Data set - MovieLense Source - https://grouplens.org/datasets/movielens/
ALS model will be build and predictions will be made using RecommenderLab package and Spark.
# reading data
ratings = read.csv("https://raw.githubusercontent.com/olgashiligin/DATA_612/master/project_5/ratings.csv")
# transforming to a wide format
data<-ratings%>% select (movieId, userId, rating) %>% spread (movieId,rating)
# converting the data set into a real rating matrix
movie_matrix <- as(as.matrix(data[-c(1)]), "realRatingMatrix")
# splitting data on train and test sets
esf<- evaluationScheme(movie_matrix, method = "split", train = 0.9, given = 5, goodRating = 3)
train <-getData(esf, "train")
test <-getData(esf, "unknown")
test_known <- getData(esf, "known")
# training ALS model
tic()
final_model <- Recommender(train, method = "ALS")
train_time <- toc(quiet = TRUE)
# making predictions - top 10
tic()
final_prediction<- predict (final_model, test, n = 10, type = "topNList")
predict_time <- toc(quiet = TRUE)
# spark installation
# spark_install()
# Connection to Spark
s_con <- spark_connect(master = "local")
# Split for training and testing (75%/25%)
spark_df <- ratings
smp_size <- floor(0.75 * nrow(spark_df))
# setting the seed to make the partition reproducible
set.seed(123)
train_ind <- sample(seq_len(nrow(spark_df)), size = smp_size)

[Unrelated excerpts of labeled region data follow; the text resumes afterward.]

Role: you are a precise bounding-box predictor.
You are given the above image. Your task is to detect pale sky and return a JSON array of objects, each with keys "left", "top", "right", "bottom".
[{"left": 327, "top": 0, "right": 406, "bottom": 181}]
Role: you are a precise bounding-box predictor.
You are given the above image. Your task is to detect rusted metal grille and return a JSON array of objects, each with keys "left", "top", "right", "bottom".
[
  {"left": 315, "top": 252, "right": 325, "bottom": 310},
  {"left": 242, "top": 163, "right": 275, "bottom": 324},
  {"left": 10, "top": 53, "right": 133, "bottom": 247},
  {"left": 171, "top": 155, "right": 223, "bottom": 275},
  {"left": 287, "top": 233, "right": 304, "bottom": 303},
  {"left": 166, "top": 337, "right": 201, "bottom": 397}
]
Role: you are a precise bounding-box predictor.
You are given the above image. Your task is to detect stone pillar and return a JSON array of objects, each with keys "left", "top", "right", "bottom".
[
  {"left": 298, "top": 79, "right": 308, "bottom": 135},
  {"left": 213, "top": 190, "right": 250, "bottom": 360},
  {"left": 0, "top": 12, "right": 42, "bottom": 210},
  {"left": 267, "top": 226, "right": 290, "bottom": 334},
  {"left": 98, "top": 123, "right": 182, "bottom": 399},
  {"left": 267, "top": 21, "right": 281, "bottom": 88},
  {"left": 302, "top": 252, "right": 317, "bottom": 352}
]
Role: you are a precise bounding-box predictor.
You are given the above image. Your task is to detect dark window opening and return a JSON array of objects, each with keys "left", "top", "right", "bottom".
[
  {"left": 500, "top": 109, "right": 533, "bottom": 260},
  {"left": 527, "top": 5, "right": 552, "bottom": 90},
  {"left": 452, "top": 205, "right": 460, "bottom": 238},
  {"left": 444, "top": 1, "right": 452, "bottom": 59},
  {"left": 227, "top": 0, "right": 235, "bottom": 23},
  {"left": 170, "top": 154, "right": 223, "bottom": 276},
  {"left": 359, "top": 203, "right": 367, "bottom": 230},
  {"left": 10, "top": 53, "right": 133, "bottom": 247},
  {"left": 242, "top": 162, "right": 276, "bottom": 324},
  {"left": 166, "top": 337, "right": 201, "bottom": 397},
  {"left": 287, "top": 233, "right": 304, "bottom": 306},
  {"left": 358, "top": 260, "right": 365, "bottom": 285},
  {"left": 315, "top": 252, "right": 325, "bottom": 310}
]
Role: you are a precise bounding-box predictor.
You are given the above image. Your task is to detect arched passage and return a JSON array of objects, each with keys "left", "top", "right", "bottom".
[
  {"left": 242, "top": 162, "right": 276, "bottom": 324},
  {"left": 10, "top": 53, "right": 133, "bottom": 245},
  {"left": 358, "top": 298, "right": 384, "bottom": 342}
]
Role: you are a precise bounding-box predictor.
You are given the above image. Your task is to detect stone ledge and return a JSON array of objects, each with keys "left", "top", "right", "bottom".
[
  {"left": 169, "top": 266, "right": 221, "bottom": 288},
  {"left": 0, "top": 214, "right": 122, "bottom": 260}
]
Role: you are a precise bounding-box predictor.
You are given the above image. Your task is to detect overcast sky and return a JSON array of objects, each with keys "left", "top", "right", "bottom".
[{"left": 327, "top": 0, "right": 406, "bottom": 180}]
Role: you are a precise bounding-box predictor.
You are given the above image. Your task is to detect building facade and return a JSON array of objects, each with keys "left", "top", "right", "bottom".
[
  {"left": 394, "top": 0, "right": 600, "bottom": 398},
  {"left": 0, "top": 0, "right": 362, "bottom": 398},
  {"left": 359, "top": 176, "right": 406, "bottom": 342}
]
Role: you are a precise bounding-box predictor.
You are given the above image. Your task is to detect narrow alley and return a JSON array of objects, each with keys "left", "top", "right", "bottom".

train <- spark_df[train_ind, ]
test <- spark_df[-train_ind, ]
# moving data frames to Spark
spark_train <- sdf_copy_to(s_con, train, "train_ratings", overwrite = TRUE)
spark_test <- sdf_copy_to(s_con, test, "test_ratings", overwrite = TRUE)
# building ALS model
tic()
model <- ml_als(spark_train, max_iter = 5, nonnegative = TRUE, rating_col = "rating", user_col = "userId", item_col = "movieId")
train_time_spark <- toc(quiet = TRUE)
# predicting ratings
tic()
sparkPred<-ml_predict(model, spark_train)
head(sparkPred)
## # Source: spark<?> [?? x 5]
## userId movieId rating timestamp prediction
## <int> <int> <dbl> <int> <dbl>
## 1 273 12 1 835860711 2.06
## 2 294 12 1 966597190 1.53
## 3 492 12 3 863976249 3.10
## 4 599 12 1.5 1519181787 1.63
## 5 380 12 4 1493668065 2.62
## 6 217 12 3 955945336 1.98
predict_time_spark <- toc(quiet = TRUE)
# top 10 movies recommended for each user
ml_recommend(model, type = c("item"), n = 10)
## # Source: spark<?> [?? x 4]
## userId recommendations movieId rating
## <int> <list> <int> <dbl>
## 1 70 <list [2]> 96004 5.64
## 2 70 <list [2]> 33649 5.51
## 3 70 <list [2]> 8477 5.35
## 4 70 <list [2]> 7025 5.20
## 5 70 <list [2]> 171495 5.20
## 6 70 <list [2]> 7748 5.19
## 7 70 <list [2]> 7767 5.15
## 8 70 <list [2]> 27156 5.09
## 9 70 <list [2]> 6442 5.04
## 10 70 <list [2]> 95780 5.01
## # … with more rows
# Disconnect
spark_disconnect(s_con)
## NULL
m1<-cbind(train=train_time$toc - train_time$tic, predict = predict_time$toc - predict_time$tic)
m2<-cbind(train=train_time_spark$toc - train_time_spark$tic, predict = predict_time_spark$toc - predict_time_spark$tic)
summary = rbind(m1, m2)
rownames(summary) <- c("RecommenderLab","Spark")
summary
## train predict
## RecommenderLab 0.009 176.773
## Spark 3.858 1.614
Spark performed a little bit worse on the train stage, but significantly outperformed on the stage of making recommendations. Spark implementation is harder, so complexity VS the size of the dataset should be considered. There is no point to implement Spark on small data sets, Spark is necessary when it comes to big data.